The return of creditors' representatives to Athens this week coincides with the latest unofficial deadline of March 20 in order to conclude a second review of the Greek program, months after the process should have been completed.
The return of creditors' representatives to Athens this week coincides with the latest unofficial deadline of March 20 in order to conclude a second review of the Greek program, months after the process should have been completed.
The return comes after a compromise, initially hailed as a very beneficial "agreement" by the leftist Greek government, was achieved at last week's Eurogroup meeting between Athens and its institutional creditors.
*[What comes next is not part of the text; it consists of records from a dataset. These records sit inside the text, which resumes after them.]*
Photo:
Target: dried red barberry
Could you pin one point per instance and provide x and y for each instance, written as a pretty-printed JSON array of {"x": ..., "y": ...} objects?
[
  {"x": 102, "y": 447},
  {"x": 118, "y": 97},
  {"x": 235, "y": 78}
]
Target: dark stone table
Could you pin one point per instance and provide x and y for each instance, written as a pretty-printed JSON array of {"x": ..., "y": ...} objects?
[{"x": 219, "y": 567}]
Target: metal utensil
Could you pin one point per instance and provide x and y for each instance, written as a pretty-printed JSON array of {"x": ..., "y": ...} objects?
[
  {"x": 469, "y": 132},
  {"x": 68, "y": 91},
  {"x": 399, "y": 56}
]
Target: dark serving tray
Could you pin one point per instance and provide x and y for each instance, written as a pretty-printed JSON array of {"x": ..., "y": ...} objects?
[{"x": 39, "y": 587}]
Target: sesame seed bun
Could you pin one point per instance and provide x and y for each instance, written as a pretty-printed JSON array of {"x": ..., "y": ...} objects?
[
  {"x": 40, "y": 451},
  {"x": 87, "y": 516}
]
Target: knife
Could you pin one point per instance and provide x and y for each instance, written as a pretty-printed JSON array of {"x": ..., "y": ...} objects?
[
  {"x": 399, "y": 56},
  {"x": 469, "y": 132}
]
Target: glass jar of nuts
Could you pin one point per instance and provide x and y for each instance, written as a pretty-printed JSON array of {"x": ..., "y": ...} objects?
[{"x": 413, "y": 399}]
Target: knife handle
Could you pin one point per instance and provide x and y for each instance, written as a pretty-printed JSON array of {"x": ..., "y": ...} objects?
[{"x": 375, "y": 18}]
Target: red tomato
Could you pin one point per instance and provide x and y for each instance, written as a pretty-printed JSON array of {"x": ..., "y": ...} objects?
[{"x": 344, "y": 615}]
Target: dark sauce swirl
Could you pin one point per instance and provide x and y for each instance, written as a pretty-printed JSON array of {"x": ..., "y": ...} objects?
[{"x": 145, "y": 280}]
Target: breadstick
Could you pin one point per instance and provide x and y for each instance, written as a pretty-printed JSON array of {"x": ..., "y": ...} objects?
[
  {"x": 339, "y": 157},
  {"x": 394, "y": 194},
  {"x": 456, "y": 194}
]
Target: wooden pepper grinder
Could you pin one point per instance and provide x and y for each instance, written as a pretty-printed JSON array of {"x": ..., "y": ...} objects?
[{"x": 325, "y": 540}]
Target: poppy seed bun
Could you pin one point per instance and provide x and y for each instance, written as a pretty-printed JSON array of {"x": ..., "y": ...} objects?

Based on a torrent of official statements, unofficial briefings and copious press reports over recent weeks on the latest snag in a Greek bailout, several issues must now be resolved in a matter of days, including:
-- the taking of"prior actions", especially labor sector liberalization that the IMF insists on, and,
-- fiscal measures for after 2019-20, another standing demand by the IMF, which will probably be achieved via a lowering of the tax-free threshold and more pension cuts for specific castes of retirees -- prospects that the embattled government is loath to take. Conversely, the Tsipras government is expecting to claw back "off-set" measures to "sugarcoat" what are essentially more austerity measures.
The more-or-less hopeful mood accompanying the "Quartet's" return to Athens was expressed by EU Commission spokesman Margaritis Schinas on Monday, who expressed a certainty that solutions can be found in negotiations.
On his part, EU Commission Pierre Moscovici told the state-run news agency that what is necessary is a "balanced package of reforms", while adding that the still ambitious target of a 3.5-percent primary budget surplus for 2018 should be accompanied by support measures for the Greek economy on a long-term basis.